E especificamente sobre a diretoria do Flamengo:

“Eis que a bagunça política rubro-negra elegeu em dezembro de 2012 um presidente sereno e capacitado, Eduardo Bandeira de Mello. Ainda mais importante, junto dele estava um grupo de pessoas com experiência no mercado. Em todos os departamentos que estão no entorno do futebol – jurídico, financeiro, marketing, comunicação etc – entraram pessoas que mudaram práticas e procedimentos. Mesmo com a cisão deste grupo, que colocou em lados distintos Bandeira e o atual presidente, Rodolfo Landim, a qualificação continuou a ser regra na administração”.

Nem uma palavra

Sobre a diretoria apresentada como exemplo a seguir, nem uma palavra é dita no artigo sobre a maneira como ela vem se portanto em relação ao incêndio no Ninho do Urubu, quando dez meninos morreram; sobre essa diretoria ter desautorizado uma homenagem ao atleta Stuart Angel, que foi Flamengo até morrer, ou melhor, até ser assassinado pela ditadura militar; sobre a orgulhosa aproximação dessa diretoria com figuras notórias do fascismo no Rio e a nível nacional.

Nem uma palavra sobre tudo isso, no artigo de Rodrigo Capelo. Nem uma palavra sobre isso tudo, nem sequer uma ressalva, da parte de certos jornalistas esportivos renomados e conhecidos pelo apurado espírito crítico, quando repercutiram o artigo do “jornalista especializado em negócios do esporte”:

Nem uma palavra, de resto e de parte a parte, sobre o silêncio da diretoria do Flamengo ante o violento ataque à festa da torcida do Flamengo por parte da polícia comandada pelo governador fascista que estava empoleirado no carro de som.

A diretoria de Vichy

Quando da ocupação nazista da França, como qualificar quem transigia com o governo colaboracionista da França, o governo de Vichy?

Será que a especialização do jornalismo (de economia, de política, de turismo, de cultura, de tecnologia, de esporte) se deu a tal ponto a ponto de autorizar mesmo suas melhores figuras a ignorarem o que no fim das contas é o que realmente importa – o Homem, não a bola?

Quem poderia, ou teria mais condições, de se fazer ouvir contra o avanço das forças antidemocráticas, cada um em sua seara, pode se abster de fazer isso, em nome do sucesso em campo e das contas no azul? É a isso que chamam “profissionalismo”?

Qual a diferença entre jornalistas esportivos louvando a diretoria de Vichy por conta do sucesso em campo combinado com as contas no azul, para alegria da “Nação”, e Jair Bolsonaro louvando Pinochet por conta das reformas que teriam levado “prosperidade” ao povo chileno?
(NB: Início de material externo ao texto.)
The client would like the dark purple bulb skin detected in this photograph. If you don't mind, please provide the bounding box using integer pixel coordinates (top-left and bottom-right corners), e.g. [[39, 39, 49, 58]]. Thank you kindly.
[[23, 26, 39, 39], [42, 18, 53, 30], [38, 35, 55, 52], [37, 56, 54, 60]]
No Brasil atual, o fascismo conta com a diretoria do Flamengo. A diretoria do Flamengo, pelo visto, conta com jornalistas esportivos – e não só os esportivos -, pelo menos a maior parte deles.

Mas tudo isso parece secundário, para não dizer irrelevante, porque, afinal, “isto aqui é Flamengo”. É espantoso, para não dizer que é uma vergonha.